In February 2011, Lorillard and R.J. Reynolds filed a federal lawsuit to try to block the advisory committee action or force the FDA to disregard its advice, stating three of the eight panel members had financial conflicts of interest from legal and consulting work against tobacco companies. On July 21, 2014, U.S. District Court Judge Richard Leon (Washington, DC) ruled that "FDA erred in determining that the members didn't have conflicts of interest" and that the appointments were arbitrary and capricious. FDA was also ordered to reconstitute the TPSAC.

==TPSAC Decision on Menthol Cigarettes==
On March 18, 2011 the panel concluded that removing menthol cigarettes from the market would benefit public health in the United States, but stopped short of recommending that the FDA take any specific actions like restricting or banning the additive. A progress report on panel findings is expected in July 2011.

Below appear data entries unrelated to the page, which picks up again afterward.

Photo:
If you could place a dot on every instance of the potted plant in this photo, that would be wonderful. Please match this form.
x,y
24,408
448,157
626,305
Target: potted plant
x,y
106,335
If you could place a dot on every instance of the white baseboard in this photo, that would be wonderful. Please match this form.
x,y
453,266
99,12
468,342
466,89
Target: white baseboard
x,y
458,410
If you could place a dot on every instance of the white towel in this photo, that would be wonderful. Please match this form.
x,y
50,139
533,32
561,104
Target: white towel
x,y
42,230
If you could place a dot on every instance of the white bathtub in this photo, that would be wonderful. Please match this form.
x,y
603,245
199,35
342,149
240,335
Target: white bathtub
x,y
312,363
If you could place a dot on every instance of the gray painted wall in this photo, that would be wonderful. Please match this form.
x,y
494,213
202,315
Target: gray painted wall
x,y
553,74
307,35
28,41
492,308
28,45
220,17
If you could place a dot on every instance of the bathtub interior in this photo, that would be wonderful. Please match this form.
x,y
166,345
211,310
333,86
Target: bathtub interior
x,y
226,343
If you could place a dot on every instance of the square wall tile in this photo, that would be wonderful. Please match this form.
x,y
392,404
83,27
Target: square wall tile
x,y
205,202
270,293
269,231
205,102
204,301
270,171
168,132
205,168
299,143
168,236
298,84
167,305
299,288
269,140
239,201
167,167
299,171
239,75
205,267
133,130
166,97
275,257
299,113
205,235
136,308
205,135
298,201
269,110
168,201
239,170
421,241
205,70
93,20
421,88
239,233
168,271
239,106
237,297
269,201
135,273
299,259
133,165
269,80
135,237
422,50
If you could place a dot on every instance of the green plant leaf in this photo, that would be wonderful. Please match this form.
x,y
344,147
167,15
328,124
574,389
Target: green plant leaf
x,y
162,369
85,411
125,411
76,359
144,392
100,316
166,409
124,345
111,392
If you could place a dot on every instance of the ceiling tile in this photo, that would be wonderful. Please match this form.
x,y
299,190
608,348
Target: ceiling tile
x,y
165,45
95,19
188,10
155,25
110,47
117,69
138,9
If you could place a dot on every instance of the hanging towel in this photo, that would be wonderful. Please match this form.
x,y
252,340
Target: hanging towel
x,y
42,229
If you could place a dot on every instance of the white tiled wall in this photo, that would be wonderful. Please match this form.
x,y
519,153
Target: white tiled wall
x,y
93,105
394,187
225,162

In March 2011, the tobacco industry released a report to the FDA in response to the TPSAC decision claiming menthol cigarettes are no riskier than regular cigarettes and should not be regulated differently. The U.S. District Court decision from July 21, 2014 ruled that "Conflicts of interest — whether actual or perceived — undermine the public's confidence in the agency's decision-making process and render its final product suspect", blocking the TPSAC report on menthol cigarettes from being used for regulatory purposes.

==TPSAC Interactive Public Docket==
An Interactive Public Docket on the TPSAC was established to allow interested members of the public to discuss the Committee's work. The IPD includes discussion forums on TPSAC sub-topics including Studies and Concepts Under Review, Member Statements and Committee Governance.